La rencontre du G20, le 2 avril, à Londres, devrait élaborer une réponse forte et concrète à la crise financière, a indiqué M. Le Maire aux journalistes présents hier (19 février) à Bruxelles.
Rien ne serait pire que de donner à la crise une réponse qui se satisfasse de principes généraux, mais qui ne conduise pas à des solutions concrètes sur des questions telles que les paradis fiscaux et la supervision bancaire, a-t-il souligné.
M. Le Maire a insisté sur l’agenda serré des leaders Européens au cours des prochaines semaines, comprenant notamment une rencontre des membres européens du G20 dimanche à Berlin, au cours de laquelle les dirigeant devront élaborer une position européenne commune en vue du sommet du G20 du 2 avril à Londres (EurActiv 3/02/09).
Les leaders des 27 Etats membres de l’UE se rencontreront de nouveau le 1er mars et les 19 et 20 mars à Bruxelles, dans le cadre de sommets qui visent à répondre à la crise économique et à renforcer les efforts européens de remise en ordre du secteur financier.
A la suite des appels de Mirek Topolánek, Premier ministre tchèque, dont le pays occupe actuellement la présidence tournante de l’UE, le sommet cherchera également à coordonner les réponses nationales à la crise, alors que les gouvernements peinent à sauver certaines de leurs industries, menaçant ainsi la cohésion de l’UE (EurActiv 12/02/09).

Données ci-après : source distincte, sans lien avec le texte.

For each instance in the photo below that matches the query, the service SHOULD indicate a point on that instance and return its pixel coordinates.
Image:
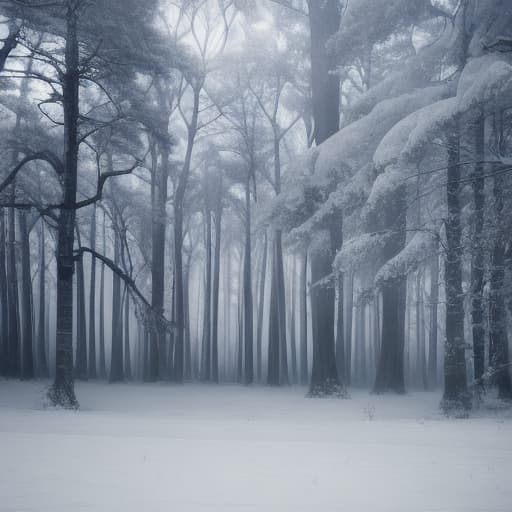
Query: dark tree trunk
(247, 284)
(116, 354)
(207, 325)
(293, 344)
(179, 198)
(261, 307)
(42, 360)
(92, 302)
(390, 368)
(102, 364)
(81, 334)
(14, 366)
(217, 215)
(127, 352)
(499, 350)
(27, 368)
(477, 253)
(159, 224)
(62, 392)
(186, 305)
(456, 398)
(4, 316)
(324, 20)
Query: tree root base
(62, 397)
(329, 388)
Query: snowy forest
(259, 201)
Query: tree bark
(27, 368)
(247, 284)
(390, 369)
(432, 336)
(4, 316)
(456, 398)
(14, 366)
(62, 392)
(477, 254)
(102, 364)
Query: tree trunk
(499, 349)
(477, 254)
(303, 312)
(456, 398)
(81, 334)
(432, 333)
(261, 307)
(127, 352)
(102, 364)
(273, 361)
(293, 344)
(62, 392)
(324, 376)
(420, 332)
(217, 215)
(247, 280)
(116, 357)
(160, 175)
(14, 366)
(27, 368)
(92, 302)
(4, 316)
(207, 325)
(348, 329)
(390, 369)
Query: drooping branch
(128, 281)
(102, 180)
(45, 156)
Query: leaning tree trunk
(456, 398)
(27, 367)
(477, 253)
(62, 392)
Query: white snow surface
(134, 448)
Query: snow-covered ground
(145, 448)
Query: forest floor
(152, 448)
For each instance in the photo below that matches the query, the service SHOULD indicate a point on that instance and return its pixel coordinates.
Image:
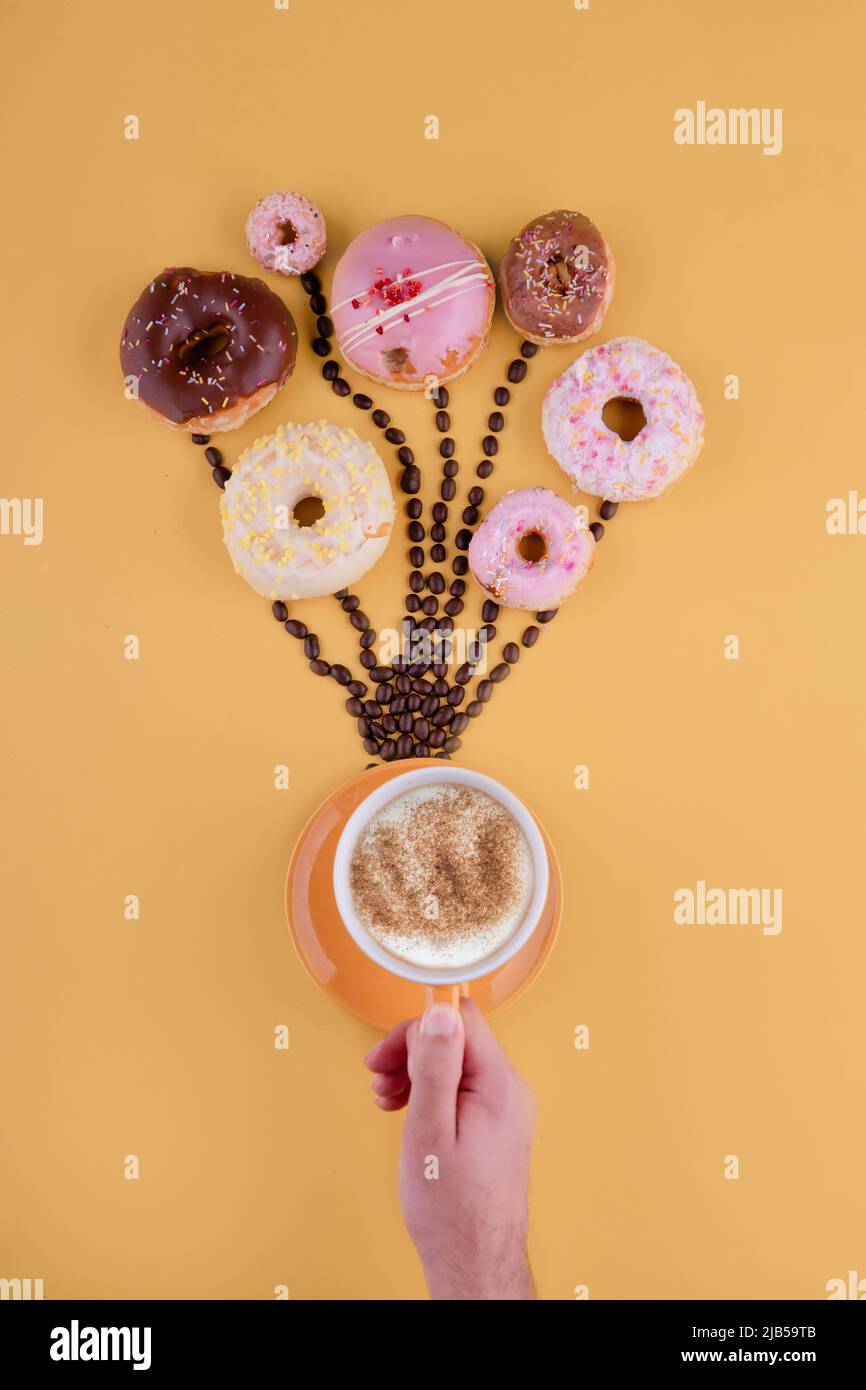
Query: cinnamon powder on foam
(441, 875)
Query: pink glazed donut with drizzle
(566, 559)
(412, 299)
(597, 460)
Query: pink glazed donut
(597, 460)
(412, 299)
(499, 567)
(287, 232)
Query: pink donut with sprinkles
(595, 458)
(412, 299)
(544, 526)
(285, 232)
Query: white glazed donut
(597, 460)
(277, 556)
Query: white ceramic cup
(398, 787)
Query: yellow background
(156, 776)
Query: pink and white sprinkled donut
(412, 299)
(594, 456)
(287, 232)
(566, 542)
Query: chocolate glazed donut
(556, 278)
(207, 348)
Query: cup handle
(445, 994)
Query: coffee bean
(412, 480)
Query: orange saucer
(341, 968)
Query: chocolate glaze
(253, 331)
(552, 288)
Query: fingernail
(439, 1020)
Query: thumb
(435, 1066)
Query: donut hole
(533, 546)
(309, 510)
(624, 417)
(203, 344)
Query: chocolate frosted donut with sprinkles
(207, 349)
(558, 278)
(412, 299)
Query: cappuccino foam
(441, 876)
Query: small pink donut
(287, 232)
(412, 299)
(595, 458)
(499, 567)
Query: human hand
(464, 1161)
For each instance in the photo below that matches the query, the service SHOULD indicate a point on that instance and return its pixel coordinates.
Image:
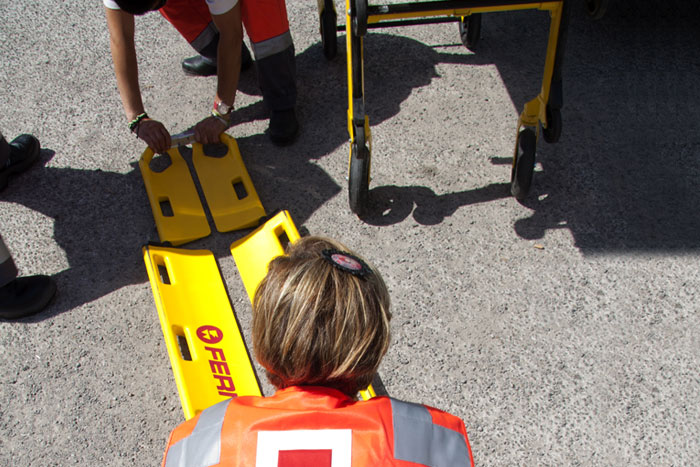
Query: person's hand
(208, 130)
(154, 134)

Les Européens doivent impérativement faire front lors du G20, a indiqué M. Le Maire, ajoutant que le front n’était pas encore uni, mais qu’il restait encore un peu de temps pour élaborer une position commune. Les pays européens, a-t-il indiqué, sont dans des situations économiques différentes et, par conséquent, ont des intérêts économiques différents. Mais l’objectif des négociations est précisément de dépasser ces différences et d’élaborer une position qui est à la fois commune et forte. Pas seulement commune, mais commune et forte, a-t-il souligné.
Un élément central de la réponse mondiale à la crise financière sera de déterminer la manière de gérer les actifs toxiques détenus par certaines banques. Identifier ces créances douteuses et leur fixer un prix sera au centre de tout accord, a indiqué la Commission au début du mois de février. Une proposition de la Commission est prévue avant la fin du mois de février (EurActiv 11/02/09).
Les garanties, la recapitalisation et le traitement des actifs dépréciés sont nécessaires, mais ils ne sont pas suffisants. C’est ce qu’a indiqué Neelie Kroes, commissaire européenne à la Concurrence, avant la réunion cette semaine d’un comité du Parlement européen. Des décisions délicates sur la restructuration ou l’éventuelle liquidation contrôlée doivent être prises, et ce dans les plus brefs délais, a indiqué Mme Kroes, selon Reuters.